Saturday, July 10, 2010

Stop and Go

Nobody likes stoplights. We understand at an intellectual level that they are a necessary evil to facilitate the smooth flow of traffic, but deep down you know they are targeting you in particular, right? They see you coming and they do what they were designed to do: they stop you.

I think they would be more popular if they saw their job as not to stop people, but to let them go. And since they are inanimate (or so they would have us believe) it is up to us to change their outlook. We need to stop calling them stop lights and begin referring to them as go lights. That way they will have a positive outlook, and feel they are fulfilling the destiny when they let the most people go through as opposed to the current state of affairs.

Sent from my iPad

Working from home

I've been working at home for a little over a year now, and I can tell you it is a mixed bag. On the one hand, you can't beat the convenience of being able to work whenever you want. However, it takes a great deal of self-control to get anything done, because the number of distractions is potentially limitless.
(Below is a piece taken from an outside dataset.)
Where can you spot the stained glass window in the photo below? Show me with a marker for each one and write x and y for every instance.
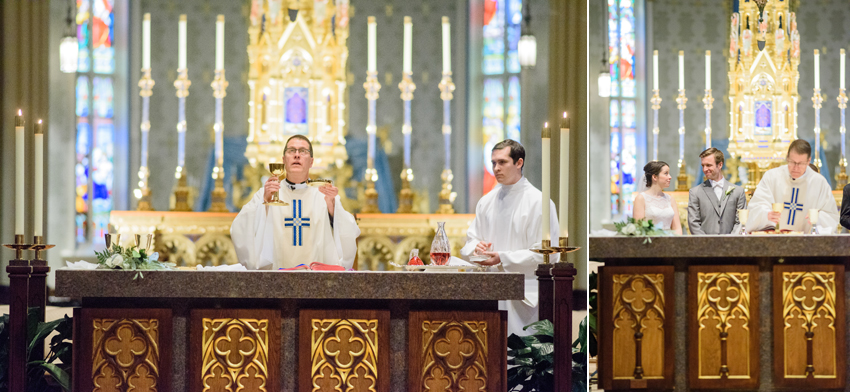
(501, 85)
(95, 111)
(622, 121)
Also, it is difficult to separate church and state, as it were.
It's also difficult to work on personal projects with a clear conscience. It used to be that I could work on Argos projects at the office and do personal stuff at home. Now they are the same place and for some reason it makes me feel hesitant to actually do anything - like I'm stealing time from the company.
Which is both true and false at a very basic level.
Right now there is no particularly viable option for working out of the house, but I'm still trying.

Edit - 9/1/11 - I've started using a VPN software to log into a client's remote server to update their Filemaker database. That means I can do basic changes and maintenance from home without making the fifteen minute drive to their office. It's really cool, but it seems to only exacerbate the whole isolation issue.